The versions of my life are the crossroads I was at. Should I stay in the abuse environment I was in OR reclaim my sparkle. I did the latter, I chose me.
I told my friends the story the way I told it to you. I don’t think they wanted to believe me. I don’t think they wanted to believe that he was capable of these things.
There was an incident where I was going out in the evening with my ex and I wanted to wear lipstick. He wanted to kiss me but I said please kiss me gently because I’ve just done my make up. I said I would take it off as soon as we got home which I did. Then he withheld affection from me for several days. Then when I called him out on this behaviour, he kicked me out. I told my friends about this and they said “oh it’s just because he wanted to kiss you, just don’t wear lipstick anymore”.

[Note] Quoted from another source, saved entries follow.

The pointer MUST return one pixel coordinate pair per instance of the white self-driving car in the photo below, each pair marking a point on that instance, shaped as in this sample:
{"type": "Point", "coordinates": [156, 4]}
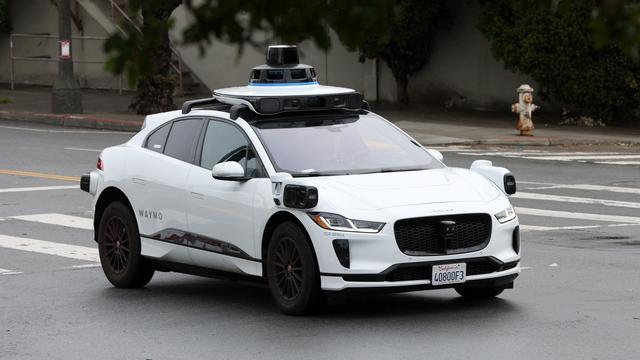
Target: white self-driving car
{"type": "Point", "coordinates": [298, 185]}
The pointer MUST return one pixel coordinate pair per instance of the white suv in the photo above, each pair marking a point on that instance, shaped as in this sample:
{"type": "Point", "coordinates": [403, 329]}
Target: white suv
{"type": "Point", "coordinates": [303, 188]}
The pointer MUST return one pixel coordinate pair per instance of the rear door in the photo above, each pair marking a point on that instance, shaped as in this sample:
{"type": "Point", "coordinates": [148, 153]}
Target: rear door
{"type": "Point", "coordinates": [160, 173]}
{"type": "Point", "coordinates": [220, 212]}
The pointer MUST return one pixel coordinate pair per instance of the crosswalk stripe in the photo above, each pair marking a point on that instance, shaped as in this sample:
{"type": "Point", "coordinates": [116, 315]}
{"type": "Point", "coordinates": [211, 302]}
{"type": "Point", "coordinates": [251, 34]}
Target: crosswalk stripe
{"type": "Point", "coordinates": [581, 157]}
{"type": "Point", "coordinates": [58, 219]}
{"type": "Point", "coordinates": [619, 162]}
{"type": "Point", "coordinates": [616, 189]}
{"type": "Point", "coordinates": [578, 216]}
{"type": "Point", "coordinates": [39, 188]}
{"type": "Point", "coordinates": [50, 248]}
{"type": "Point", "coordinates": [538, 153]}
{"type": "Point", "coordinates": [38, 175]}
{"type": "Point", "coordinates": [575, 200]}
{"type": "Point", "coordinates": [9, 272]}
{"type": "Point", "coordinates": [550, 228]}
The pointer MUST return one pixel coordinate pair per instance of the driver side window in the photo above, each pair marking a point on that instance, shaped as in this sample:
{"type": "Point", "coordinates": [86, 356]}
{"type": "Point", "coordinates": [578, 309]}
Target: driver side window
{"type": "Point", "coordinates": [224, 142]}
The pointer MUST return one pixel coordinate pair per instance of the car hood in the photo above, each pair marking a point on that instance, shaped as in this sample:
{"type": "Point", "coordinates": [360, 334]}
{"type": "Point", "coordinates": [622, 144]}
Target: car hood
{"type": "Point", "coordinates": [393, 189]}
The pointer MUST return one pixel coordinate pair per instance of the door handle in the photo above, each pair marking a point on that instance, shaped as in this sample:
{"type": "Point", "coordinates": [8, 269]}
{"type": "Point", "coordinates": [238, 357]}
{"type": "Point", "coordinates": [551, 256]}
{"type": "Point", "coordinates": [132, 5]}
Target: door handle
{"type": "Point", "coordinates": [197, 196]}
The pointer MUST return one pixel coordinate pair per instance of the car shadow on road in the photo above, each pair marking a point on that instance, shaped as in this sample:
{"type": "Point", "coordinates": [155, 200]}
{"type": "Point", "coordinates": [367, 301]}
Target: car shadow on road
{"type": "Point", "coordinates": [202, 294]}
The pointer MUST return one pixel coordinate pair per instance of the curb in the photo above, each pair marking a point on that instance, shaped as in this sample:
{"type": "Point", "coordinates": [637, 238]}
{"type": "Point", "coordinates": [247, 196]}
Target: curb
{"type": "Point", "coordinates": [81, 121]}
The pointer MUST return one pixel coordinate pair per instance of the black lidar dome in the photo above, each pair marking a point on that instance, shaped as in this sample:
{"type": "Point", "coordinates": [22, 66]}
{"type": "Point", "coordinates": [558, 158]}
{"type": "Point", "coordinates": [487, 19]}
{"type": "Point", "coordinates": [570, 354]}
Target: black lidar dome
{"type": "Point", "coordinates": [282, 55]}
{"type": "Point", "coordinates": [283, 66]}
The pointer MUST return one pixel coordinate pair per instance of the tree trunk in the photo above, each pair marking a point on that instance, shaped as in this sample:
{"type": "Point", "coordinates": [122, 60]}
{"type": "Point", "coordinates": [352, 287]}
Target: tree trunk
{"type": "Point", "coordinates": [155, 90]}
{"type": "Point", "coordinates": [402, 95]}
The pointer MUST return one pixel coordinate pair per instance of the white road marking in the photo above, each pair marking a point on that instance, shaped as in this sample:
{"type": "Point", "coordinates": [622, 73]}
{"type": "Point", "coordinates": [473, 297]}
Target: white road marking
{"type": "Point", "coordinates": [616, 189]}
{"type": "Point", "coordinates": [50, 248]}
{"type": "Point", "coordinates": [58, 219]}
{"type": "Point", "coordinates": [581, 157]}
{"type": "Point", "coordinates": [40, 188]}
{"type": "Point", "coordinates": [618, 162]}
{"type": "Point", "coordinates": [85, 266]}
{"type": "Point", "coordinates": [10, 272]}
{"type": "Point", "coordinates": [539, 153]}
{"type": "Point", "coordinates": [616, 158]}
{"type": "Point", "coordinates": [575, 200]}
{"type": "Point", "coordinates": [83, 149]}
{"type": "Point", "coordinates": [578, 216]}
{"type": "Point", "coordinates": [66, 131]}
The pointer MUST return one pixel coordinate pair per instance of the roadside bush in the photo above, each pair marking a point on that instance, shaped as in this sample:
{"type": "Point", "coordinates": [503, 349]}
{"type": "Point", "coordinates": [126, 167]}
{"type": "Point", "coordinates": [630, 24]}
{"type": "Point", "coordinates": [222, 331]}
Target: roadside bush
{"type": "Point", "coordinates": [5, 24]}
{"type": "Point", "coordinates": [551, 42]}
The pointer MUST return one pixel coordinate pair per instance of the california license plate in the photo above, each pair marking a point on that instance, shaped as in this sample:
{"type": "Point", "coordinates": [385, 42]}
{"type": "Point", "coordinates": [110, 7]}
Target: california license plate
{"type": "Point", "coordinates": [449, 274]}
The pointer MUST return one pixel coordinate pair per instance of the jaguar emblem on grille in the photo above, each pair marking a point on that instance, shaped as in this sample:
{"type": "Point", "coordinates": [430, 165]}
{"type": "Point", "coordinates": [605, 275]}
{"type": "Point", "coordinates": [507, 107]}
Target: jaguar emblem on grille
{"type": "Point", "coordinates": [448, 227]}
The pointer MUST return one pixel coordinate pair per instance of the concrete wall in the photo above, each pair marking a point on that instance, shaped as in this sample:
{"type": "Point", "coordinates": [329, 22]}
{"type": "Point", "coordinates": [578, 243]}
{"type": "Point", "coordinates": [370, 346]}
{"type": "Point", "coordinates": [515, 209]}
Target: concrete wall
{"type": "Point", "coordinates": [40, 16]}
{"type": "Point", "coordinates": [461, 72]}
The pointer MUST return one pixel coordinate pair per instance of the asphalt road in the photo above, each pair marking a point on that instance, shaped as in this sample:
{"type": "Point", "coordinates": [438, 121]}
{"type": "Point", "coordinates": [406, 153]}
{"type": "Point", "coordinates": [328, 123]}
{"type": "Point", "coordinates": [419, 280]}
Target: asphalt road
{"type": "Point", "coordinates": [578, 296]}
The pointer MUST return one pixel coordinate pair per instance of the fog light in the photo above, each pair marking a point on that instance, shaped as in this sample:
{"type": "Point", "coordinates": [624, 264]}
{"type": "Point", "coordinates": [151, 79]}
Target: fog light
{"type": "Point", "coordinates": [515, 241]}
{"type": "Point", "coordinates": [341, 248]}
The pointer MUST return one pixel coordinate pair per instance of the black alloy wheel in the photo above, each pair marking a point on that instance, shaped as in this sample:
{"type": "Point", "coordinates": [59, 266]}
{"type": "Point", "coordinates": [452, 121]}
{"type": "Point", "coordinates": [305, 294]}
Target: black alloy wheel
{"type": "Point", "coordinates": [292, 271]}
{"type": "Point", "coordinates": [116, 244]}
{"type": "Point", "coordinates": [119, 248]}
{"type": "Point", "coordinates": [288, 269]}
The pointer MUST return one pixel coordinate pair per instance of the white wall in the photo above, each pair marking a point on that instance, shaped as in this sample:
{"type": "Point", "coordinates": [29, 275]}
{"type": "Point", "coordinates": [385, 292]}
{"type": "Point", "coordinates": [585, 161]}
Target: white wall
{"type": "Point", "coordinates": [40, 16]}
{"type": "Point", "coordinates": [461, 66]}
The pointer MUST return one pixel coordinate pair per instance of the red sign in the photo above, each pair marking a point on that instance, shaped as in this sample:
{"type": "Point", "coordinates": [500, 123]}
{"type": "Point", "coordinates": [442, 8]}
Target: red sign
{"type": "Point", "coordinates": [65, 49]}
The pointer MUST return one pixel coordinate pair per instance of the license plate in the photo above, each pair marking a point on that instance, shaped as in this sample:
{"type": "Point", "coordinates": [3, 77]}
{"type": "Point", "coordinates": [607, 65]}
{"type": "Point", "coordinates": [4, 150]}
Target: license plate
{"type": "Point", "coordinates": [448, 274]}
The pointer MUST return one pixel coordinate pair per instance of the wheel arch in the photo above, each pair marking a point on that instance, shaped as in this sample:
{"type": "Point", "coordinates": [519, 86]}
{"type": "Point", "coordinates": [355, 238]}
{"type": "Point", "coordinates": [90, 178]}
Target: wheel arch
{"type": "Point", "coordinates": [107, 196]}
{"type": "Point", "coordinates": [273, 222]}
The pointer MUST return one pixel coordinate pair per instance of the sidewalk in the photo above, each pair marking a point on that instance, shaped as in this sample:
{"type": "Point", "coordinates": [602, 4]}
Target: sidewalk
{"type": "Point", "coordinates": [429, 125]}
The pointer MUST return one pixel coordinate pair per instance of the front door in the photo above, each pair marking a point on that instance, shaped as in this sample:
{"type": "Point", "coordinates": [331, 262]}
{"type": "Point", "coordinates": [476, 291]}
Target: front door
{"type": "Point", "coordinates": [220, 212]}
{"type": "Point", "coordinates": [158, 184]}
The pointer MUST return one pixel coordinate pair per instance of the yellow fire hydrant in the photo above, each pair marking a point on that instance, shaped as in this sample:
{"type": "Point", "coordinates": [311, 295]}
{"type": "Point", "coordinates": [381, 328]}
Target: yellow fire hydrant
{"type": "Point", "coordinates": [524, 107]}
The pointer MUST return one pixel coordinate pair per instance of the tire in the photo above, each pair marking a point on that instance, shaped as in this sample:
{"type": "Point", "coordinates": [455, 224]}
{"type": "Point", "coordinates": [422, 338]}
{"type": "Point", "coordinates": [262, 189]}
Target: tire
{"type": "Point", "coordinates": [119, 248]}
{"type": "Point", "coordinates": [479, 292]}
{"type": "Point", "coordinates": [292, 271]}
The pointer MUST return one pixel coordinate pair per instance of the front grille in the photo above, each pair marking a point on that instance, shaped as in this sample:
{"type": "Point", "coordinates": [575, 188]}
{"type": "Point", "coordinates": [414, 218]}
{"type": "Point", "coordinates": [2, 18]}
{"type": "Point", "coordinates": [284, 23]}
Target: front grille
{"type": "Point", "coordinates": [423, 271]}
{"type": "Point", "coordinates": [438, 235]}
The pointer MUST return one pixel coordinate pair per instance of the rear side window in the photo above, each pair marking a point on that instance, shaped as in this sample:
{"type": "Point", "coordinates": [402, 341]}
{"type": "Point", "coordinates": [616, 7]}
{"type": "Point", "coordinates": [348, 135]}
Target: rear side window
{"type": "Point", "coordinates": [183, 139]}
{"type": "Point", "coordinates": [157, 140]}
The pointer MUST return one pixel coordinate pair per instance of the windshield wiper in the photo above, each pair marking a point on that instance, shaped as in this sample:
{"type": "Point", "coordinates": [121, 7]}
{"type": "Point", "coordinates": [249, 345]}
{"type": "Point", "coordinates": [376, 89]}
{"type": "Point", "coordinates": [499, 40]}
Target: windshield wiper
{"type": "Point", "coordinates": [385, 170]}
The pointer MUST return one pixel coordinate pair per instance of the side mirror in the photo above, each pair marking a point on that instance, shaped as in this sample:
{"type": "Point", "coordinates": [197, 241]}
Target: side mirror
{"type": "Point", "coordinates": [436, 154]}
{"type": "Point", "coordinates": [228, 170]}
{"type": "Point", "coordinates": [498, 175]}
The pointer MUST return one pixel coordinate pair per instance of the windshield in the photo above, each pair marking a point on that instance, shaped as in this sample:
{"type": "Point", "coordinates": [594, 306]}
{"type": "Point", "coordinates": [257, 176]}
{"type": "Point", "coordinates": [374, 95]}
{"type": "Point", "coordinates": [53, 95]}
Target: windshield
{"type": "Point", "coordinates": [340, 145]}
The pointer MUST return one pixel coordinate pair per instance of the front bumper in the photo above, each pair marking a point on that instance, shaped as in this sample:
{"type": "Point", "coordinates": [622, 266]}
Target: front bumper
{"type": "Point", "coordinates": [376, 261]}
{"type": "Point", "coordinates": [380, 282]}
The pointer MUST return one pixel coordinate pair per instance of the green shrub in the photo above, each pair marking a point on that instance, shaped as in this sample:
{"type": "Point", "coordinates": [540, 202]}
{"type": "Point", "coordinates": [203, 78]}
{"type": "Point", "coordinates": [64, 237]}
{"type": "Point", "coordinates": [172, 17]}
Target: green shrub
{"type": "Point", "coordinates": [5, 24]}
{"type": "Point", "coordinates": [551, 42]}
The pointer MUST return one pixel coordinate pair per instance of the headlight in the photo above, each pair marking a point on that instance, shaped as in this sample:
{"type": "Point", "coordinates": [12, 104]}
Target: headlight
{"type": "Point", "coordinates": [341, 223]}
{"type": "Point", "coordinates": [505, 215]}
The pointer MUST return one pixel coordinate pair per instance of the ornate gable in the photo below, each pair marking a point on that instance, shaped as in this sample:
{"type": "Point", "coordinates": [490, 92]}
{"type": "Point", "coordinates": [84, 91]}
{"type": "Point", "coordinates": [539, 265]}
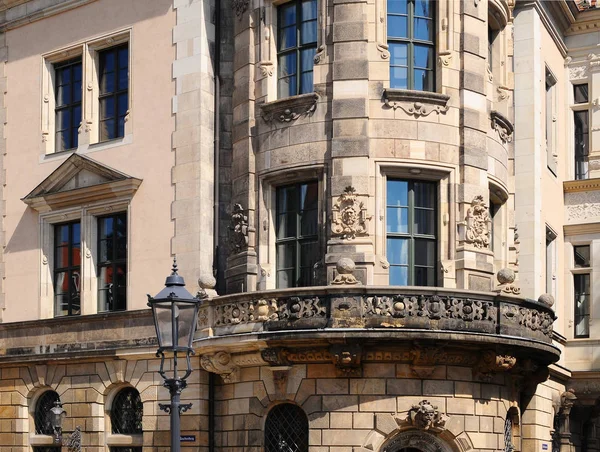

When I think about how he used to treat me, he was awful really. I was always on edge because he would always be finding things that were wrong. Silly things like I had cut the celery sticks too short or I didn’t hear him calling me when I was reading my book. My friends, they used to say to me “he’s a sensitive soul”.
I’m sorry to hear this about your mother. That must be very painful to deal with and process.
In terms of abusive words as a child, I never had them directed at me. I witnessed my dad being verbally abusive to my mum though. As I child I would defend my mum and protect my sister. I’ve always been very strong and sure of myself which is why I feel very ashamed that I’ve been with two men who I’ve let treat me terribly.
I have had healthy relationships. I had a marriage where the relationship as a whole lasted many years. We met young and ended up wanting very different things from life. I’ve had another very safe feeling relationship. The relationship I am in now is what I would consider healthy. I don’t feel scared and anxious and I can be myself which is great.
My thoughts that are ruminating on the past and I feel an anger inside me now for what I have gone through. I’ve been very busy with dance and I threw myself into my latest show as a coping mechanism.
I’m trying to focus on the positives. I feel very fortunate as I have amazing friends and family and I’m lucky enough to travel a lot. But there is a fine line between focusing on the positives and not processing things.